I’ve found shared app, shared database completely workable by utilizing Postgres...

ccleve · on Aug 30, 2020

There's another benefit to using a tenant_id. You can partition your tables using Postgres partitioning. That keeps the tenant's data together and keeps queries fast.

It's also amenable to distributed processing if you use something like Citus.

I'm really looking for an alternative to Citus, though. Citus itself is a bit tricky to use, and the SaaS version of it is owned by Microsoft, which means Azure-only. Also, Microsoft makes the SaaS version insanely expensive.
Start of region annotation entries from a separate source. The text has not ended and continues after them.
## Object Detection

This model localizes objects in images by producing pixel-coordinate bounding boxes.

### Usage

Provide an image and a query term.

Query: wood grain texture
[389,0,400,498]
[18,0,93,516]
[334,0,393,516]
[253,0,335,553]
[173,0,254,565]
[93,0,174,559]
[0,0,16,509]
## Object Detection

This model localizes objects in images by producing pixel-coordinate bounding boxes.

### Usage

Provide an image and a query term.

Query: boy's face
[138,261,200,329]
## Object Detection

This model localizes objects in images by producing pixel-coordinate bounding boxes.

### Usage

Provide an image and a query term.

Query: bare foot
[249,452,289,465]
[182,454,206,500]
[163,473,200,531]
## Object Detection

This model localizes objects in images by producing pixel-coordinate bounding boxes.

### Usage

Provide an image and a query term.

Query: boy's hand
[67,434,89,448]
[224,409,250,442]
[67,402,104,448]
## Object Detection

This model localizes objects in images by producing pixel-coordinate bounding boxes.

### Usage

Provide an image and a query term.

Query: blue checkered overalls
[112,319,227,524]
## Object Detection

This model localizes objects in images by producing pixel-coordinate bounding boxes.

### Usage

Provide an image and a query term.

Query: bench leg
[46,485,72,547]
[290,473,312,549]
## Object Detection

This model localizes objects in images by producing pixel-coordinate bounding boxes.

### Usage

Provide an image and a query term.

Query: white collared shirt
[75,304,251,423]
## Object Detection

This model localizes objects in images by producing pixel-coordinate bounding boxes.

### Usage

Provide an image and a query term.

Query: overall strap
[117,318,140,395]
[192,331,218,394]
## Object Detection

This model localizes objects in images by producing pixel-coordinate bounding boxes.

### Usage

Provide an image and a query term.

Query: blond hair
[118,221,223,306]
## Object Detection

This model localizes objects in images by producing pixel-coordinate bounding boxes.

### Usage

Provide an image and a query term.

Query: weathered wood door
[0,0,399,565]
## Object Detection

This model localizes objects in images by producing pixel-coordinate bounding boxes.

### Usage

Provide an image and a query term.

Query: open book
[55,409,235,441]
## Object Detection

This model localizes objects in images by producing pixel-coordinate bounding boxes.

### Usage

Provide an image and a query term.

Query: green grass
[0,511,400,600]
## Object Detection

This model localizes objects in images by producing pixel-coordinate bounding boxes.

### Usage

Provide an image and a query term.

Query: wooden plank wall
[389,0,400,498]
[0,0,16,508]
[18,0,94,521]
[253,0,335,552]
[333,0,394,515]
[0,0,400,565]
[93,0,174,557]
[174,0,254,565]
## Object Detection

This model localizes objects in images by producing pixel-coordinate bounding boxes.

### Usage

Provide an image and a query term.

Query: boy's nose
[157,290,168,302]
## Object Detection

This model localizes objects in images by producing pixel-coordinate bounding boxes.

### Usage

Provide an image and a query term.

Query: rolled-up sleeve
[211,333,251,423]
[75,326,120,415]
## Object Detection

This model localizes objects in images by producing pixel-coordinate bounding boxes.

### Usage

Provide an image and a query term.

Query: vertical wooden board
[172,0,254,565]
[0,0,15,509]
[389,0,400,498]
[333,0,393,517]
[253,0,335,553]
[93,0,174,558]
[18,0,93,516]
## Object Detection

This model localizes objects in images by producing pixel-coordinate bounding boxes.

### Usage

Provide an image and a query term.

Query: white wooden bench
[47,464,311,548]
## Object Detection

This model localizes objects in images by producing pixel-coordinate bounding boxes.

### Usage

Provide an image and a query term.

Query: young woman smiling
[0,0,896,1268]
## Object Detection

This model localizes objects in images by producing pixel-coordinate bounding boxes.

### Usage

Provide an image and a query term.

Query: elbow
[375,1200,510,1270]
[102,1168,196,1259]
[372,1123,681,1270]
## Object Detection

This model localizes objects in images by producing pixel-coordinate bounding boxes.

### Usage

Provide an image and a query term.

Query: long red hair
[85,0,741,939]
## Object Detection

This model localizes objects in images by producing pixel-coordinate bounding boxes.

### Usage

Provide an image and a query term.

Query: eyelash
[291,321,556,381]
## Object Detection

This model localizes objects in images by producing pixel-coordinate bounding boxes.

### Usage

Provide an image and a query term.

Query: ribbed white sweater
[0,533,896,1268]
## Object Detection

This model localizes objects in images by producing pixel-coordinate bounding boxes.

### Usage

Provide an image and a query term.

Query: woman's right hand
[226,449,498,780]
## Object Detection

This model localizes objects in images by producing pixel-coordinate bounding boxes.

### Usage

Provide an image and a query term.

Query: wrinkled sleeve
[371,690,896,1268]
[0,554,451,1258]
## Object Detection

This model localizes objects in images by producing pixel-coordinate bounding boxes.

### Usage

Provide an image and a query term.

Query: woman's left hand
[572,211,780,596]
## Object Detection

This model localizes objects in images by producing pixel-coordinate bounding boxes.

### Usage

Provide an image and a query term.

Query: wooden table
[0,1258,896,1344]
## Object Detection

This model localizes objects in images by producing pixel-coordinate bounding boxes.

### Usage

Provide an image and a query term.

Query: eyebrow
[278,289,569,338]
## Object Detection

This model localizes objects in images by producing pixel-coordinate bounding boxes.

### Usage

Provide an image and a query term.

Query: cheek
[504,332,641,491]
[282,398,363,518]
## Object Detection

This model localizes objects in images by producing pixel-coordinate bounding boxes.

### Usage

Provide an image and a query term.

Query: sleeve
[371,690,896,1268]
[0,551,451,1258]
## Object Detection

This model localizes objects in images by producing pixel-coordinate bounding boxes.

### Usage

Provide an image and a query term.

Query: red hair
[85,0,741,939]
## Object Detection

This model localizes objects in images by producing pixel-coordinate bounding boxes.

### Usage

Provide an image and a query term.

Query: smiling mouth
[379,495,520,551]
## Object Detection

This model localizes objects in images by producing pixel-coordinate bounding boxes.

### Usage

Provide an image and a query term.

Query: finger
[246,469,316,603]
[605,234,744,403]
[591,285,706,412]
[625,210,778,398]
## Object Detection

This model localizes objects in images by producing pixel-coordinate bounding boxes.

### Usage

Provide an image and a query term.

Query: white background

If they had Citus-like features on Amazon Aurora I'd be there in a heartbeat.

jaxn · on Aug 31, 2020

I use Citus. Their team is great, but it is very expensive.

The move from AWS to Azure came with a reduction of IOPS per instance. We have not had the same level of performance since migrating to Azure.

I am considering running our own Citus instances.

number6 · on Aug 31, 2020

What about postgres' schema to isolate tenants?

https://www.postgresql.org/docs/current/ddl-schemas.html

treis · on Aug 31, 2020

These guys wrote the most popular Ruby on Rails multitenant gem and eventually moved away from it:

https://influitive.io/our-multi-tenancy-journey-with-postgre...

Some things were mistakes but others look like pretty fundamental flaws. Performance is a problem, database changes are a problem, and you aren't able to query across tenants.

pvorb · on Aug 31, 2020

I'm using this in practice and it has served me well for years.

isuckatcoding · on Aug 30, 2020

100% this works. Just be careful to ensure all your queries and indexes include the tenant Id.

nogabebop23 · on Aug 30, 2020

this is essential the key (haha) to all shared/shared scenarios, regardless of what tech they are implemented with. The challenge can be migrating from single tennant to this could be fairly impactful, depending on how you built your original solution.

yabai_yatsu · on Aug 30, 2020

Not really. Your queries don't have to contain tenant Id if as part of your tenant context they have a connection string to their tenant DB.

jawr · on Aug 30, 2020

Wouldn’t that mean you’re holding lots of non reusable connections?

I have recently been using row level security with a transaction middleware where I set the tenant ID.

Nice article regarding it - https://aws.amazon.com/blogs/database/multi-tenant-data-isol...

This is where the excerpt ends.